Un rebond soutenu par la diplomatie, mais des risques persistants

Bitcoin accélère son ascension vers le seuil symbolique des 80 000 $. Cette progression s’inscrit dans un contexte géopolitique tendu au Moyen-Orient et d’anticipations sur les politiques monétaires. Selon les données de CryptoSlate, la récente hausse du cours s’explique en partie par un soulagement diplomatique temporaire entre les États-Unis et l’Iran.

Un cessez-le-feu qui calme les marchés, mais pas les tensions

L’annonce par Donald Trump d’une prolongation de deux semaines du cessez-le-feu avec l’Iran a servi de catalyseur immédiat. Cette trêve, présentée comme un signe de division au sein du gouvernement iranien, a permis une remontée significative des actifs numériques. Depuis cette déclaration, Bitcoin a progressé de 7 %, atteignant 79 470 $ avant de se replier légèrement à 78 200 $.
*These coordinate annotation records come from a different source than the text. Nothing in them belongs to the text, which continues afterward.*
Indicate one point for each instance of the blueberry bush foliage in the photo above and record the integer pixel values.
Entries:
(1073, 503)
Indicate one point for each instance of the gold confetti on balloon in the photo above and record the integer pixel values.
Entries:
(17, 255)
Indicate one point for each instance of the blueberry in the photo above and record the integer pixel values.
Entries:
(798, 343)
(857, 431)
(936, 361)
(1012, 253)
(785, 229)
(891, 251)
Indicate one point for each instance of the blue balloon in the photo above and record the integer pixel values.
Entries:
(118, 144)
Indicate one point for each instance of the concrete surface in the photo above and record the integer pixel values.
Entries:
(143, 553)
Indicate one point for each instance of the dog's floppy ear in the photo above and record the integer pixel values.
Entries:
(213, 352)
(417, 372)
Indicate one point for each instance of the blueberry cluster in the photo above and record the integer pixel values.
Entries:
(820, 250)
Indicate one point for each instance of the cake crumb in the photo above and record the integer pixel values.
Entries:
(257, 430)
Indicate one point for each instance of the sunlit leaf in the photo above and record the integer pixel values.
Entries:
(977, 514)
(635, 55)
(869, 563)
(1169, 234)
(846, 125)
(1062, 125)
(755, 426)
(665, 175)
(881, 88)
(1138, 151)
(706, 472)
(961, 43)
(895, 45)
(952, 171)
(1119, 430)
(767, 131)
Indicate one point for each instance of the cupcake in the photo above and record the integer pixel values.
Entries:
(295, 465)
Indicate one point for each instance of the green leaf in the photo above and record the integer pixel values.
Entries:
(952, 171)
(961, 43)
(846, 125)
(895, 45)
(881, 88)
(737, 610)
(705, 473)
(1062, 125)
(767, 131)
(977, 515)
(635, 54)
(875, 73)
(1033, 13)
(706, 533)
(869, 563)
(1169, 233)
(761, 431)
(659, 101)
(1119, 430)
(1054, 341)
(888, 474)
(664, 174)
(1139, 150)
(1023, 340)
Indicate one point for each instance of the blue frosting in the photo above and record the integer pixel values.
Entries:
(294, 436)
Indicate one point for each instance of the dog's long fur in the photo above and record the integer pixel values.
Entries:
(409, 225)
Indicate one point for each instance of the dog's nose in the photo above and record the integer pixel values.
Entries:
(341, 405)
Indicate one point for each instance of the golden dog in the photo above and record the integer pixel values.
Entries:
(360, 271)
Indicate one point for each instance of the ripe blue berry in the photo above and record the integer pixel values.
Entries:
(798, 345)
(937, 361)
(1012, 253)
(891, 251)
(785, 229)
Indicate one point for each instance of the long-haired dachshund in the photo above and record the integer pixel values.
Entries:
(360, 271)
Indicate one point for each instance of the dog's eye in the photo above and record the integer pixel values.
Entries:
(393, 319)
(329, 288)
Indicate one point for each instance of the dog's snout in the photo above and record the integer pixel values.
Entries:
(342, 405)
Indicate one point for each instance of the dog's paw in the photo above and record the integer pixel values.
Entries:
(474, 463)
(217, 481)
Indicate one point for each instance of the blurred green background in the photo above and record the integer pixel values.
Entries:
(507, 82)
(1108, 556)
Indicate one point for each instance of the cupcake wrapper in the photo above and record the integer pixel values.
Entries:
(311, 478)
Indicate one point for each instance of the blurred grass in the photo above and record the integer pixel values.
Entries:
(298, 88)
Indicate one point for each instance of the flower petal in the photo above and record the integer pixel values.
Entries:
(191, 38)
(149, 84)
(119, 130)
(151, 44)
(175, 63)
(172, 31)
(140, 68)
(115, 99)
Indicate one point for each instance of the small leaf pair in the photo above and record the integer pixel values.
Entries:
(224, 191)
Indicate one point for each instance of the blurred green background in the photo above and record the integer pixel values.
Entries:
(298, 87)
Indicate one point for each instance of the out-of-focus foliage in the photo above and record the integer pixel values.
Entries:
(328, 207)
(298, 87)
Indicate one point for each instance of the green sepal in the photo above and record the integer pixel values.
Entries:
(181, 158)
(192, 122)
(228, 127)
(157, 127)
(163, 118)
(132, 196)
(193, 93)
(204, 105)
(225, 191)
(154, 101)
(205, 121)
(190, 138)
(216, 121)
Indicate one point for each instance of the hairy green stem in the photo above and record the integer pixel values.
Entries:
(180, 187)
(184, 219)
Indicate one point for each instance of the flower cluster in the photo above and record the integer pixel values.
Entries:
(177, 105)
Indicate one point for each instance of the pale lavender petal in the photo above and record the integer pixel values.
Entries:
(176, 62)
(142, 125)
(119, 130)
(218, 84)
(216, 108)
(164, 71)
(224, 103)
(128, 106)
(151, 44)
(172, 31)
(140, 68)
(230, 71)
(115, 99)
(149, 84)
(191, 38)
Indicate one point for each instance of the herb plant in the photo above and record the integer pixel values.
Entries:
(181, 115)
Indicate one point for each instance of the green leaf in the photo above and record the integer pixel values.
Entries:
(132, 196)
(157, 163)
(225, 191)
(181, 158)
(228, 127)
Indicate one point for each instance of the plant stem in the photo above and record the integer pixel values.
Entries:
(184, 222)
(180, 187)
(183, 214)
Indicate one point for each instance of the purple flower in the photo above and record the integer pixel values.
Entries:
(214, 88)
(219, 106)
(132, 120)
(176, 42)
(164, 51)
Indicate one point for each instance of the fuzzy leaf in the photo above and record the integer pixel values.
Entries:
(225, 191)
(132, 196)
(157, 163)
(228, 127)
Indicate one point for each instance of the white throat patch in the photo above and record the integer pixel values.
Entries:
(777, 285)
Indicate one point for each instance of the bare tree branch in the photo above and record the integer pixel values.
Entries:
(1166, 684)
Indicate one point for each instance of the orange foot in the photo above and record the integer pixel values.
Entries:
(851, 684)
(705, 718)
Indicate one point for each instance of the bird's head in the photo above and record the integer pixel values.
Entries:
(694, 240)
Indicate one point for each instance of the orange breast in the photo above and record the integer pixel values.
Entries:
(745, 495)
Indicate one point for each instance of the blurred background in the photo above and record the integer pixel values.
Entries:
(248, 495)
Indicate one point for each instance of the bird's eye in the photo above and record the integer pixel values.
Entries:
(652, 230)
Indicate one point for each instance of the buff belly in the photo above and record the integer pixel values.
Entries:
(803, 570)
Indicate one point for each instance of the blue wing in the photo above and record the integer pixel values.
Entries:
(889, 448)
Cependant, les objections persistantes de l’Iran rappellent que le risque macroéconomique reste bien réel. Masoud Pezeshkian, président iranien, a dénoncé les « manquements, le blocus et les menaces » comme principaux obstacles à des négociations sincères. Il a ajouté :

« L’Iran a toujours accueilli favorablement le dialogue et les accords. La mauvaise foi, le siège et les menaces sont les principaux freins à une négociation authentique. Le monde assiste à vos discours hypocrites et à l’écart entre vos déclarations et vos actes. »

Parallèlement, le détroit d’Ormuz, toujours perturbé depuis sa fermeture le 18 avril, et le blocus américain sur les ports iraniens maintiennent une pression géopolitique sur les marchés. Cette instabilité structurelle limite l’appétit pour le risque, y compris dans l’écosystème des cryptomonnaies.

La Fed sous les projecteurs : un nouveau chapitre pour les actifs risqués

Alors que les tensions géopolitiques s’intensifient, le prochain changement à la tête de la Réserve fédérale (Fed) devient un facteur clé pour les actifs à risque. Le mandat de Jerome Powell touchant à sa fin, les marchés se tournent vers Kevin Warsh, son successeur pressenti. Après ses auditions de confirmation mardi, les analystes ne se contentent plus de le qualifier de « dovish ». Ils anticipent une refonte fondamentale des mécanismes de la banque centrale.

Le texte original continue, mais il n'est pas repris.